Quoi ! toujours des privations & des peines ! toujours des devoirs cruels à remplir ! toujours fuir les gens qui nous sont chers ! Non, mon aimable ami. Heureux qui peut des cette vie offrir un prix à la vertu ! J’en vois un digne d’un homme qui sut combattre & souffrir pour elle. Si je ne présume pas trop de moi, ce prix que j’ose vous destiner acquittera tout ce que mon cœur redoit au vôtre ; & vous aurez plus que vous n’eussiez obtenu si le Ciel eût béni nos premieres inclinations. Ne pouvant vous faire ange vous-même, je vous en veux donner un qui garde votre ame, qui l’épure, qui la ranime & sous les auspices duquel vous puissiez vivre avec nous dans la paix du séjour céleste. Vous n’aurez pas, je crois, beaucoup de peine à deviner qui je veux dire ; c’est l’objet qui se trouve à peu près établi d’avance dans le cœur qu’il doit remplir un jour, si mon projet réussit.

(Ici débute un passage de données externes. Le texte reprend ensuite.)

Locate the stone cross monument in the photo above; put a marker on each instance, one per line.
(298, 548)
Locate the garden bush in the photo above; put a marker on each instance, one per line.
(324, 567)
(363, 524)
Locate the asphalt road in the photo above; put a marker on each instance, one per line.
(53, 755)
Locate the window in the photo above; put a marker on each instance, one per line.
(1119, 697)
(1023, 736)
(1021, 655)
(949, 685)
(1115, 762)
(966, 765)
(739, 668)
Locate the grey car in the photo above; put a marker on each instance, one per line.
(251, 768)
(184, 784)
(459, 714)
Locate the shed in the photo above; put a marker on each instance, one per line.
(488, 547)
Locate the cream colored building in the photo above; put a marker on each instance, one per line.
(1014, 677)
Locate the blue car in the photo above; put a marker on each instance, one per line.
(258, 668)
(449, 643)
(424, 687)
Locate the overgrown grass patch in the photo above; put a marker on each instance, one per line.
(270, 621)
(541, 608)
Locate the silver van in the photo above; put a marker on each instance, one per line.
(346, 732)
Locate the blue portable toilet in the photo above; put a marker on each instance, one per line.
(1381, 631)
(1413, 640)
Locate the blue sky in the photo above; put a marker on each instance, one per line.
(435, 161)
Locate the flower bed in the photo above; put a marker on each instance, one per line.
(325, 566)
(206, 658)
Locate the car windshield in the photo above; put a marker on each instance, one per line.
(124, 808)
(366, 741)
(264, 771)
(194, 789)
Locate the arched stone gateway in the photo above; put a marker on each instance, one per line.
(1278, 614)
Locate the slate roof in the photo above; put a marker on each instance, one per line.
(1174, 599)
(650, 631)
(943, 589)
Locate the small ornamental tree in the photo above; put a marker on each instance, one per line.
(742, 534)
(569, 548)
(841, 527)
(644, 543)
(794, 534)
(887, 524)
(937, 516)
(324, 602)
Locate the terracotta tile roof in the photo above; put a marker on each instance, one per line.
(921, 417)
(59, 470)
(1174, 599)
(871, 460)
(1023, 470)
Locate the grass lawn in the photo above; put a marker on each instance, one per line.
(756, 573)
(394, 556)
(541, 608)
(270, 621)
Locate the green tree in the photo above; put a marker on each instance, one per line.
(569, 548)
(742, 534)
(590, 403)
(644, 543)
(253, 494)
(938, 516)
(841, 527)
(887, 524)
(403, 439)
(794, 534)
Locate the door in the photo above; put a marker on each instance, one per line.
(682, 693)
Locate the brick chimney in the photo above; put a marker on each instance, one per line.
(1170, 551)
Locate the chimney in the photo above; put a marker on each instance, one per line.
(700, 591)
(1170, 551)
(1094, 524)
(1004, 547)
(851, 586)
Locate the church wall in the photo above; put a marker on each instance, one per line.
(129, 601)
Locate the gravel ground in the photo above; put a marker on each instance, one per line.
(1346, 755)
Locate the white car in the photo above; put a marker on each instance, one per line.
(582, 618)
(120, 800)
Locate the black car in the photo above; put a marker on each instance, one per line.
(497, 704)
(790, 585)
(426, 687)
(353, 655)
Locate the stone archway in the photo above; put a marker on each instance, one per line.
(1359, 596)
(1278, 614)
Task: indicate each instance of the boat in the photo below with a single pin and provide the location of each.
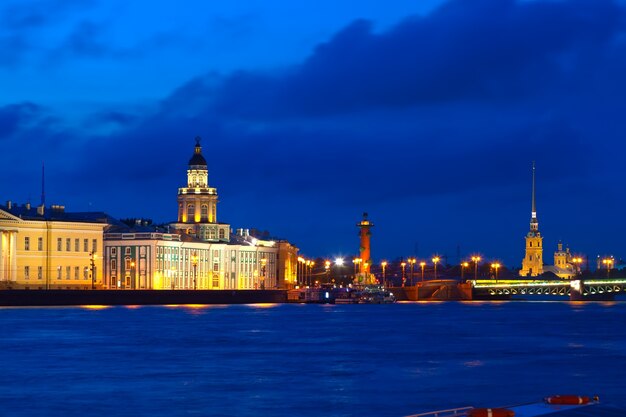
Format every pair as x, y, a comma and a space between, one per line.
375, 294
554, 406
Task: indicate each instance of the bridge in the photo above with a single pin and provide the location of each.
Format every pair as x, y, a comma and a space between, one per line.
576, 289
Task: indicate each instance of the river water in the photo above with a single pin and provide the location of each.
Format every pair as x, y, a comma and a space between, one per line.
306, 360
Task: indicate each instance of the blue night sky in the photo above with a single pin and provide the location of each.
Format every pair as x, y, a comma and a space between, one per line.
426, 116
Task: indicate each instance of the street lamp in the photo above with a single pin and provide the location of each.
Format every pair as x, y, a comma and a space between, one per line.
383, 264
92, 258
194, 262
339, 263
608, 262
475, 259
263, 265
436, 259
463, 266
578, 261
132, 273
412, 262
356, 261
496, 266
327, 268
300, 274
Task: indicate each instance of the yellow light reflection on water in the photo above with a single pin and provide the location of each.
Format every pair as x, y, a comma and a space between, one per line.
263, 305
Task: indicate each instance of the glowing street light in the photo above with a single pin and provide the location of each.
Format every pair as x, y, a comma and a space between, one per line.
496, 266
463, 266
608, 263
578, 261
356, 261
435, 260
476, 259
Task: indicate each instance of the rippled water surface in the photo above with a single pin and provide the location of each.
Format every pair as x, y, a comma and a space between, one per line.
306, 360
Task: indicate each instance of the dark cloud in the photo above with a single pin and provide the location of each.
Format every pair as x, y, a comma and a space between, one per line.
474, 49
27, 14
15, 117
452, 105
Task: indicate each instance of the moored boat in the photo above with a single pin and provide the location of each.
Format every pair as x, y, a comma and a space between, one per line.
556, 406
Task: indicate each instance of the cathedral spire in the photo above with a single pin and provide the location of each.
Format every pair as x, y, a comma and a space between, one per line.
534, 223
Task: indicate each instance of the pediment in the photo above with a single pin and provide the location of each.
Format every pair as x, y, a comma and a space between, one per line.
8, 216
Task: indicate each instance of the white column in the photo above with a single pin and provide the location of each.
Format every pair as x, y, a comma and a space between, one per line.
13, 272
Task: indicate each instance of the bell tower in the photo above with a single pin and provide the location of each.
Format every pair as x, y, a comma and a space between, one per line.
197, 202
366, 262
532, 264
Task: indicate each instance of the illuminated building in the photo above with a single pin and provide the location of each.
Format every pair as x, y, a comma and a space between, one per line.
49, 248
196, 252
364, 231
197, 203
532, 264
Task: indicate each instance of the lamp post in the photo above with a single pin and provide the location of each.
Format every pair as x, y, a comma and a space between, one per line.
300, 277
578, 261
412, 262
263, 265
475, 259
92, 258
383, 264
436, 259
327, 268
463, 266
194, 262
608, 262
339, 265
496, 266
356, 262
132, 274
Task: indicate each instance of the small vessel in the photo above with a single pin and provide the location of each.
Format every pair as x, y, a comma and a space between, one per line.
376, 294
554, 406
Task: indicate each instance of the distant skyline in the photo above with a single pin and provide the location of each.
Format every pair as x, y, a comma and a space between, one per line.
427, 117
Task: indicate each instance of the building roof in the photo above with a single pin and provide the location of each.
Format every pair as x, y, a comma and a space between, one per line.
56, 213
197, 159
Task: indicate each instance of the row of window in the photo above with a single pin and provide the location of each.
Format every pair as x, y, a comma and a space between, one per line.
70, 272
68, 244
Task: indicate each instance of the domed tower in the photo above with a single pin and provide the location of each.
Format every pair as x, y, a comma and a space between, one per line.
197, 203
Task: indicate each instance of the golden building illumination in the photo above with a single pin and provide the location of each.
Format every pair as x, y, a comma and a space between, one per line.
532, 264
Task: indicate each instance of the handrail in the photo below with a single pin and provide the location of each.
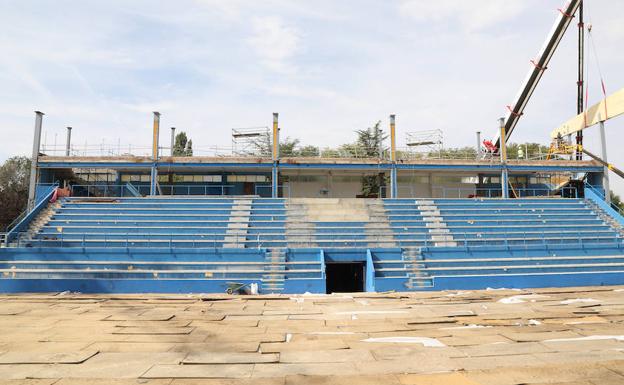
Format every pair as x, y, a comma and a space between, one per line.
31, 215
602, 195
167, 190
210, 240
485, 192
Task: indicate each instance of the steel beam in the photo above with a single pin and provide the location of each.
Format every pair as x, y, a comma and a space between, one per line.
566, 14
32, 187
68, 143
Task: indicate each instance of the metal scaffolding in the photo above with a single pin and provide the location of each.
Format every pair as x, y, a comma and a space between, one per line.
251, 141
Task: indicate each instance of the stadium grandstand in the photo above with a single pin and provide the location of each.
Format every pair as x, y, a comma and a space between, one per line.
161, 223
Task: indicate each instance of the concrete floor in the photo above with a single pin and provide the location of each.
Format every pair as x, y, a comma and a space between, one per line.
497, 337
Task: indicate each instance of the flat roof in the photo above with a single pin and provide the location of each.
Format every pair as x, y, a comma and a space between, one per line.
133, 162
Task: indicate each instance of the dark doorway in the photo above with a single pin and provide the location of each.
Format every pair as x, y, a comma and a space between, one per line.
344, 277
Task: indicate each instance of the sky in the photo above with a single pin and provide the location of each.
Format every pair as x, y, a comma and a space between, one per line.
328, 67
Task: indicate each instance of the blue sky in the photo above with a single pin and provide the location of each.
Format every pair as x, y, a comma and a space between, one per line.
328, 68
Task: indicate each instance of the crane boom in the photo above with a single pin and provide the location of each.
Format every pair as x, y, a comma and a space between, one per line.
607, 108
539, 66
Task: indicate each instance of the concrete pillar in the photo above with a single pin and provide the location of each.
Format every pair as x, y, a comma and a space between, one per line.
32, 187
154, 171
156, 134
68, 143
275, 140
275, 156
172, 139
503, 157
394, 188
605, 175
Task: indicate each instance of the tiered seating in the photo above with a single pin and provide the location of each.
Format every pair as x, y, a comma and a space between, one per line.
137, 222
407, 223
202, 243
486, 222
148, 270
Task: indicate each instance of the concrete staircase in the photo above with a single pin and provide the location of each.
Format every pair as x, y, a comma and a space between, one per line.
40, 220
238, 224
378, 229
608, 219
440, 234
299, 230
414, 265
275, 271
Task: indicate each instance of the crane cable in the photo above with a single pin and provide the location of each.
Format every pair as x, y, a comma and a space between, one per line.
592, 46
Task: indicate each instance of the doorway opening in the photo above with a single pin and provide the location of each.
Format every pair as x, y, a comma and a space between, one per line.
344, 277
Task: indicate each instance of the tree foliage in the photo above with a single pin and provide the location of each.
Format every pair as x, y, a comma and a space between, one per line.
369, 144
524, 150
14, 179
616, 200
288, 148
182, 145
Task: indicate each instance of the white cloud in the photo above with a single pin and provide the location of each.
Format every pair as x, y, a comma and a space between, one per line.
473, 15
275, 43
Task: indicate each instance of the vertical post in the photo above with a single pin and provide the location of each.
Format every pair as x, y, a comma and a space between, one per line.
275, 156
68, 144
32, 187
579, 84
503, 155
172, 139
155, 136
605, 175
154, 171
394, 188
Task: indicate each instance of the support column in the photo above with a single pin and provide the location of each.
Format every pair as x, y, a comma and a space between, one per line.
154, 172
605, 175
275, 157
172, 139
503, 155
68, 144
32, 187
579, 84
394, 188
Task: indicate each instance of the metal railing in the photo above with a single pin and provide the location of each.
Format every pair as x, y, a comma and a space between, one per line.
305, 239
260, 190
490, 192
121, 190
405, 153
478, 192
601, 193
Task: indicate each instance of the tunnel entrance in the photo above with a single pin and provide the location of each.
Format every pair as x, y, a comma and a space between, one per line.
344, 277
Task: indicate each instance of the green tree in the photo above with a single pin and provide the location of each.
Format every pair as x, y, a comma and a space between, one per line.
369, 144
309, 151
288, 147
182, 145
615, 200
525, 150
14, 179
370, 141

Je vois toutes les difficultés de ce projet sans en être rebutée, car il est honnête. Je connais tout l’empire que j’ai sur mon amie & ne crains point d’en abuser en l’exerçant en votre faveur. Mais ses résolutions vous sont connues ; & avant de les ébranler, je dois m’assurer de vos dispositions, afin qu’en l’exhortant de vous permettre d’aspirer à elle je puisse répondre de vous, & de vos sentimens ; car, si l’inégalité que le sort a mise entre l’un & l’autre vous ôte le droit de vous proposer vous-même, elle permet encore moins que ce droit vous soit accordé sans savoir quel usage vous en pourrez faire.